Friday 24 November 2023 – Today’s draft report from the Productivity Commission’s Inquiry into Early Childhood Education and Care (ECEC) adds to a growing evidence base that shows improving accessibility, affordability, quality and equity should be a top priority for government in reforming Australia’s early childhood system.
The report found that many families are facing difficulty accessing services due to lack of available spaces, high out-of-pocket costs and a lack of flexibility and inclusivity.
Included in its recommendations was for the Commonwealth Government to lead a coordinated effort to provide every child access to three days or 30 hours a week of high-quality ECEC, relaxing the activity test and increasing the Child Care Subsidy (CCS) rate to 100% for lower income families.

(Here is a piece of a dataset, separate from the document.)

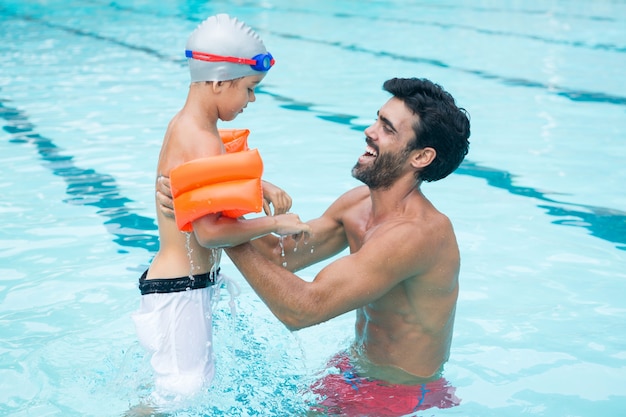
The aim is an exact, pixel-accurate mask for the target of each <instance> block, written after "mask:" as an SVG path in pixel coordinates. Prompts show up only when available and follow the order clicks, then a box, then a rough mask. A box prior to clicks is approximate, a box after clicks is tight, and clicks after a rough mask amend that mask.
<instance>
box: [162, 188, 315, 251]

It also highlighted the need to address workforce issues by improving pay and conditions, as well as provide funding to address areas facing supply issues, particularly rural and remote communities.

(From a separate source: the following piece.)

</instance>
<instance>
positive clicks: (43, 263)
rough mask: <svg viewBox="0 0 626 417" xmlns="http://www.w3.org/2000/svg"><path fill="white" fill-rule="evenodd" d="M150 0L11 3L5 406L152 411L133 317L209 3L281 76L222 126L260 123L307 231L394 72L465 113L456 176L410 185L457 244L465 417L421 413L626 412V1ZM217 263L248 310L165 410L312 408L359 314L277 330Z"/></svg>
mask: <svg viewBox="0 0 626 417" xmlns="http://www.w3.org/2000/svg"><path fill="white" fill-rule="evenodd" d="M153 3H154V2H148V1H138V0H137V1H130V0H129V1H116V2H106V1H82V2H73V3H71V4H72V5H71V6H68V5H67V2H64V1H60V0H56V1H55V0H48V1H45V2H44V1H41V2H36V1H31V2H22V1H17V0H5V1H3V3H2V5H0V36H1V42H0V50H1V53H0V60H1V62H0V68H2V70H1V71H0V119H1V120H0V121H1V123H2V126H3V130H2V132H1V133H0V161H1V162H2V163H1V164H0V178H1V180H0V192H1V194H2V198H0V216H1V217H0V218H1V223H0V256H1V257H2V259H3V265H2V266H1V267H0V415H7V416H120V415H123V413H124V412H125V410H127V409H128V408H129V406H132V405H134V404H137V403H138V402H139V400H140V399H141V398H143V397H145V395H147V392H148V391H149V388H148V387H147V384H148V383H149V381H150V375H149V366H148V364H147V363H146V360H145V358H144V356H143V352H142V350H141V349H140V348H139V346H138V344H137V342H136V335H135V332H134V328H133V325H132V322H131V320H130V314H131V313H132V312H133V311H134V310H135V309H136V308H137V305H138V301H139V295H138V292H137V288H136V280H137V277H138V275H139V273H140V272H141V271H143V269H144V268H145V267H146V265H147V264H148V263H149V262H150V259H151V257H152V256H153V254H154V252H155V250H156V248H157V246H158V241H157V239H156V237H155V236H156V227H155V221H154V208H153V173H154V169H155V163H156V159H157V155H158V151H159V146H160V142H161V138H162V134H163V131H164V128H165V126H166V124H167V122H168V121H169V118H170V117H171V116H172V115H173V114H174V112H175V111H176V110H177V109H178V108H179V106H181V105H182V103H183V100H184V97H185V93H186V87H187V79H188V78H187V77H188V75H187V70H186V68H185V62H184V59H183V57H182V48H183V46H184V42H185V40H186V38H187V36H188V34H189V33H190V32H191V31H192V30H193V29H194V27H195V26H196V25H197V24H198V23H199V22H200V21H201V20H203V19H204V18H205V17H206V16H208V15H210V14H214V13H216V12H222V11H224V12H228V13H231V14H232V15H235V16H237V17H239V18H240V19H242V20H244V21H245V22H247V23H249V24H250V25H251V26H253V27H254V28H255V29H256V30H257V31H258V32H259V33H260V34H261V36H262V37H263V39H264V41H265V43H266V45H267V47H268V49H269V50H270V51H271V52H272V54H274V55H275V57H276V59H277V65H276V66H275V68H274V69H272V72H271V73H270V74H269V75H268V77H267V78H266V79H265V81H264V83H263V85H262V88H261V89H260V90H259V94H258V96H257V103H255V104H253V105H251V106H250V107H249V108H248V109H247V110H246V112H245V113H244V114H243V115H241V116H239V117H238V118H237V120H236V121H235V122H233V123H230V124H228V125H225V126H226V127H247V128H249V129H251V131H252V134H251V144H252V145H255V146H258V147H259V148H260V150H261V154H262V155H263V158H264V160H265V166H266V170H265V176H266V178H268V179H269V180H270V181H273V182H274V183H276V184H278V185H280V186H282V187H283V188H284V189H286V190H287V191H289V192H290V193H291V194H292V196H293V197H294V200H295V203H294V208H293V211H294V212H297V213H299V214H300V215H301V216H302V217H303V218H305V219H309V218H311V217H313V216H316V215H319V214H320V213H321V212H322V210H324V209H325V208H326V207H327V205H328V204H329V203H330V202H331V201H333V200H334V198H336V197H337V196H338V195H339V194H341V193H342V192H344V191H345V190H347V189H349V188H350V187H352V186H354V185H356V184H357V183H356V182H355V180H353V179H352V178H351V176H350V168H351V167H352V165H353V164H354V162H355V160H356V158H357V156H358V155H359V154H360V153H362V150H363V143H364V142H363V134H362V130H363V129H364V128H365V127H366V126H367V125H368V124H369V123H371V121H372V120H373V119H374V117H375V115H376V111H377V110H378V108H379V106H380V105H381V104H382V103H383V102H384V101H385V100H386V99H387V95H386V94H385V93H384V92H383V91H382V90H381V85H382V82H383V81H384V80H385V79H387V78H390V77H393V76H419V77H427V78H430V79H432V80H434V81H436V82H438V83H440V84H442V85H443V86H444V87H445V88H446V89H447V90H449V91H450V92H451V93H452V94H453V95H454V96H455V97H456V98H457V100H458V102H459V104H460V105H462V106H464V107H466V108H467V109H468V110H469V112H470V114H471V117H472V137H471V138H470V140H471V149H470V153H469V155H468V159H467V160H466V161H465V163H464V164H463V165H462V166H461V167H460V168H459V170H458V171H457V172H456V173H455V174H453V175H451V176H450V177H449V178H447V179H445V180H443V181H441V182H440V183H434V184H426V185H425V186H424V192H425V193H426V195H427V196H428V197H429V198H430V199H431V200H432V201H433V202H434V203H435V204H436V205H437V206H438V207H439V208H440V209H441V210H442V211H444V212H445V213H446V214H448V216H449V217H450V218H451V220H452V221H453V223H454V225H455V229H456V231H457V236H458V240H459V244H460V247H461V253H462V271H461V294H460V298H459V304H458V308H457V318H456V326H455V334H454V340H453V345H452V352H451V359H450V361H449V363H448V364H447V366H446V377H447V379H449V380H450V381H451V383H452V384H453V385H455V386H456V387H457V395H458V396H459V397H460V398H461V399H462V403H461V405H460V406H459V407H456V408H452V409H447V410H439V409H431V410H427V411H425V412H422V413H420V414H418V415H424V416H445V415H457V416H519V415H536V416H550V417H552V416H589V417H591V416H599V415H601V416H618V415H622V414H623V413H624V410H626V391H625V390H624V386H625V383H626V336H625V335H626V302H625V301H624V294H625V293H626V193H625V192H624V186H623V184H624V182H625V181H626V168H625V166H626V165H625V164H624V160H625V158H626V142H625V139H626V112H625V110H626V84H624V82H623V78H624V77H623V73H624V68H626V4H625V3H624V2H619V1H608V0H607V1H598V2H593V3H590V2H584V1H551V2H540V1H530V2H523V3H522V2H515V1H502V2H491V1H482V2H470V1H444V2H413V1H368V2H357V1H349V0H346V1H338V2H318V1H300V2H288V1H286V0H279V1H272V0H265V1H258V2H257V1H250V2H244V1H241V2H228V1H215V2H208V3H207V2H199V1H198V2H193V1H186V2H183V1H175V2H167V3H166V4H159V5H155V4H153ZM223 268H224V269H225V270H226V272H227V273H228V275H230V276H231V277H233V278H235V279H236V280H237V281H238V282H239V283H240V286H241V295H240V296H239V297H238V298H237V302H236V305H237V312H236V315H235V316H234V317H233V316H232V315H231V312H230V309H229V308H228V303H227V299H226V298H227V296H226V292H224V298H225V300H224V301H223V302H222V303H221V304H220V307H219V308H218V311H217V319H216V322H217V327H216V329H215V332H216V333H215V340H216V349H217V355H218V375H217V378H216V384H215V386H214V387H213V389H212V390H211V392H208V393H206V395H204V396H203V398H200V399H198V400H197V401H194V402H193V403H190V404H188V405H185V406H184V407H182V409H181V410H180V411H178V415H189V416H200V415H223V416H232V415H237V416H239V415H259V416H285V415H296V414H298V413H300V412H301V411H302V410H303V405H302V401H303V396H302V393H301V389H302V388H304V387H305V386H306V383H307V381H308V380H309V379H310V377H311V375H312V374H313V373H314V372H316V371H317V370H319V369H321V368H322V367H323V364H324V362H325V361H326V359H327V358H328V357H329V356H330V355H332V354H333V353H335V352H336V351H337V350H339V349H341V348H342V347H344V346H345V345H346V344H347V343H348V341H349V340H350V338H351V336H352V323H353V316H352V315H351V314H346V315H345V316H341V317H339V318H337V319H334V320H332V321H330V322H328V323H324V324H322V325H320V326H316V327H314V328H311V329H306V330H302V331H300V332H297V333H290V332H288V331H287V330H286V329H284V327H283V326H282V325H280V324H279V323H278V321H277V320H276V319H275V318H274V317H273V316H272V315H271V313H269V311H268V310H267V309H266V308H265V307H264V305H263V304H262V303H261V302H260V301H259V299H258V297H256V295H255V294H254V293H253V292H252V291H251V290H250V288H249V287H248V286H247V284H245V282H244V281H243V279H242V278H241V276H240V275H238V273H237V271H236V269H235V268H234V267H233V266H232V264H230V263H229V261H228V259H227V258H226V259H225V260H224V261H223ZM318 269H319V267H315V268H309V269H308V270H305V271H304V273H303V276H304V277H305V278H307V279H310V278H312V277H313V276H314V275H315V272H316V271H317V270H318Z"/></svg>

The Centre for Policy Development (CPD) welcomed many of the recommendations, particularly those which were echoed in their submission to the Inquiry, and originally proposed as part of the Guarantee for children and families as outlined in 2021’s ‘Starting Better’ report.
Co-Chair of CPD’s Early Childhood Development Council Professor Leslie Loble AM said the draft report validates much of what experts in Australia and around the world have found.

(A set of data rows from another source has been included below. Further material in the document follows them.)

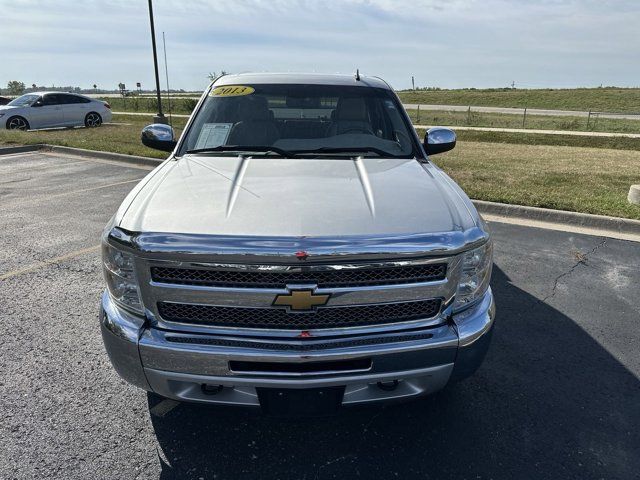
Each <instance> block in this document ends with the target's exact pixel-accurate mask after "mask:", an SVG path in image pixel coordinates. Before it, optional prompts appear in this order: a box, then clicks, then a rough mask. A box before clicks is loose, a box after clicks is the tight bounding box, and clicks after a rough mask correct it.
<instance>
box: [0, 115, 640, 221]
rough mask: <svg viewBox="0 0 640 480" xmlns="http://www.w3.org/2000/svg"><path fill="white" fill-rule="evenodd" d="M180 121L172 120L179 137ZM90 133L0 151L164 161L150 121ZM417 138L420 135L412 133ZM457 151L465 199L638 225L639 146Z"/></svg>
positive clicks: (512, 143) (129, 124) (458, 163)
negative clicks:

“The evidence shows that children who get time with their parents early in life, support for their families through community services like health and childcare, and early education before they start school will go on to thrive throughout their lives.”
“But unfortunately this is not the experience many families have.”
“We encourage the Productivity Commission to be ambitious in its final recommendations to deliver on the government’s commitments to build a truly universal, high quality system Australian families
and children can rely on.”
Director of CPD’s Early Childhood Initiative Katherine Oborne said more will need to be done to build a better early childhood system in Australia.
“Creating this system will require more than increasing the child care subsidy, relaxing the activity test, and addressing market failure.”
“From a legislated entitlement, to new funding arrangements and rethinking where roles and responsibilities sit among the Commonwealth and States and Territories, the Productivity Commission should seize the opportunity to map out the kind of changes we need to build the system Australian children and families need and deserve.”
“Reforms need to be approached holistically – addressing all of these areas of the system in a coherent and coordinated way. All the reforms need to support each other and they can’t be done piecemeal if we want the system to work.”
“It’s not something that can happen overnight, but getting it right will mean we make Australia the best place to be a child and raise a family.”